探索的因子分析(EFA)と確認的因子分析(CFA)の違い
因子分析は目的によって2種類に分かれます。因子の数や構造が未知の段階で探るのがEFA、理論や先行研究から立てた因子構造を検証するのがCFAです。新しい尺度を作るときは、EFAで構造を探索してからCFAで妥当性を確かめる流れが一般的です。
| 観点 | 探索的因子分析(EFA) | 確認的因子分析(CFA) |
|---|---|---|
| 目的 | 因子構造の探索 | 仮説(因子構造)の検証 |
| 因子数 | データから決める | 事前に指定する |
| 使う場面 | 尺度開発の初期・仮説生成 | 尺度の妥当性確認・SEMの一部 |
| 主な手法 | 主軸因子法・最尤法+因子回転 | 最尤法(適合度指標で評価) |
因子分析のやり方|4つの手順
因子分析は、データの適用性を確かめてから因子を抽出し、回転で解釈しやすく整えてスコアを求める、という順で進めます。手順を飛ばすと不安定な解になりやすいため、各段階のチェックが重要です。
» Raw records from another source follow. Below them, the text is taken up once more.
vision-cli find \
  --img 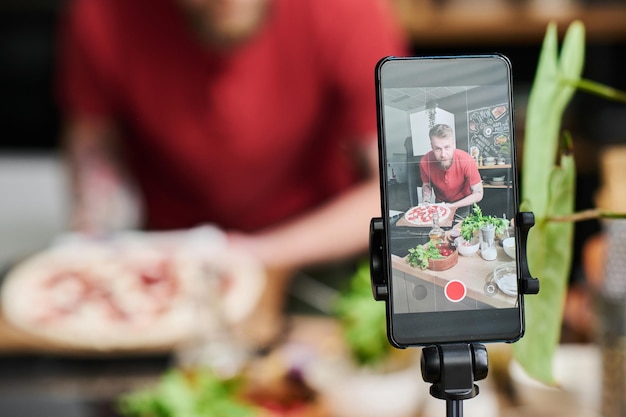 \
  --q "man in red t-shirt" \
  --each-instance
[53,0,405,344]
[420,124,483,217]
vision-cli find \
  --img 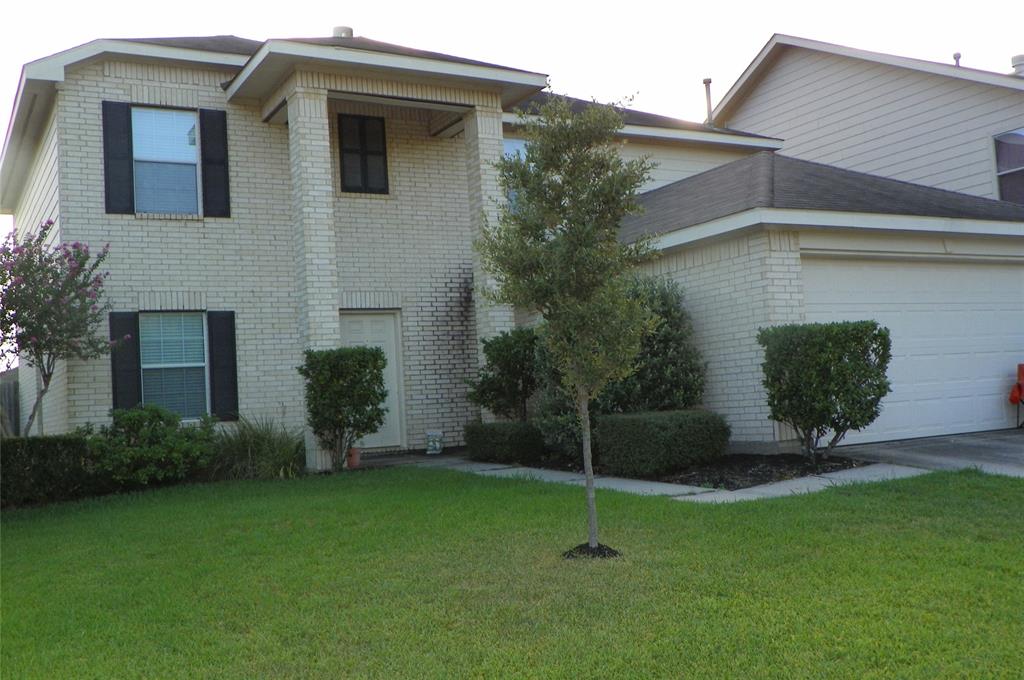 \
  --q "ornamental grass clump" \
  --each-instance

手順1:データ準備と適用性の確認(サンプルサイズ・KMO・Bartlett)
まず欠損値を処理します。因子分析は相関行列を用いるため尺度差は自動的に吸収されますが、共分散行列を使う場合は変数の標準化が必要です。サンプルサイズは変数の5〜10倍、最低でも200前後が目安で、少ないと解が不安定になります。次に、そのデータが因子分析に向くかを2つの指標で確認します。KMO(Kaiser-Meyer-Olkin)の標本妥当性は0.5が最低ライン、0.7〜0.8以上が望ましく、Bartlettの球面性検定はp値0.05未満で「変数間に十分な相関がある」と判断します。この2つを満たさないデータに因子分析をかけても、意味のある因子は得られません。
手順2:因子抽出と因子数の決め方
因子の抽出には主軸因子法や最尤法(ML)を使います。最尤法は適合度を評価でき、CFAでも中心的に使われる手法です。因子数の決定には複数の基準を併用します。固有値が1以上の因子を残す「カイザー基準(ガットマン基準)」、固有値の折れ曲がり(エルボー)で判断するスクリープロット、そして累積寄与率が50〜60%を超えるかを目安にします。カイザー基準だけだと因子を採りすぎる傾向があるため、スクリープロットや解釈可能性と合わせて総合判断するのが実務的です。
手順3:因子の回転(直交回転と斜交回転)
抽出直後の因子は解釈しにくいため、因子軸を回転させて各変数がどれか一つの因子に強く乗るよう整えます。回転には、因子間の相関をゼロと仮定する直交回転(バリマックスなど)と、因子間の相関を許す斜交回転(プロマックス、オブリミンなど)があります。心理特性や消費者意識のように因子どうしが関連し合うテーマでは、現実に即した斜交回転が選ばれることが多く、直交回転は因子の独立性を優先したいときに使います。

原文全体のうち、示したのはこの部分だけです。